Random Features for Polynomial Kernels and Dot Product Kernels

This repository contains PyTorch implementations of various random feature maps for polynomial and general dot product kernels. In particular, we provide implementations using complex random projections that can improve the kernel approximation significantly. For dot product kernels, we provide an algorithm that minimizes the variance of the random feature approximation and can also be used in conjunction with the Gaussian kernel.

The basic building block of random features for dot product kernels are Polynomial Sketches that approximate the polynomial kernel of degree p. Such random projections can be seen as linear random projections applied to p-times self-tensored input features.
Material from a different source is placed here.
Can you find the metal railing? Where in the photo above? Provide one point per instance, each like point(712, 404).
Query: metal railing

If p=1, these sketches reduce to standard linear random projections.

For more information and a description of the novelties of this work, consult the associated technical reports:

@article{wacker2022a,
  title={Improved Random Features for Dot Product Kernels},
  author={Wacker, Jonas and Kanagawa, Motonobu and Filippone, Maurizio},
  journal={arXiv preprint arXiv:2201.08712},
  year={2022}
}
@article{wacker2022b,
  title={Complex-to-Real Random Features for Polynomial Kernels},
  author={Wacker, Jonas and Ohana, Ruben and Filippone, Maurizio},
  journal={arXiv preprint arXiv:2202.02031},
  year={2022}
}
@article{wacker2022c,
  title={Local Random Feature Approximations of the Gaussian Kernel},
  author={Wacker, Jonas and Filippone, Maurizio},
  journal={arXiv preprint arXiv:2204.05667},
  year={2022}
}

Please cite these works if you find them useful.

In addition, this repository implements and extends works from the following related papers:

Requirements

We recommend:

Python 3.6 or higher
PyTorch 1.8 or higher
For GPU support: CUDA 9.0 or higher

Multiple complex operations on tensors that we use in our code have been introduced in PyTorch version 1.8. In case you have a lower version, you cannot use the complex projections in our code.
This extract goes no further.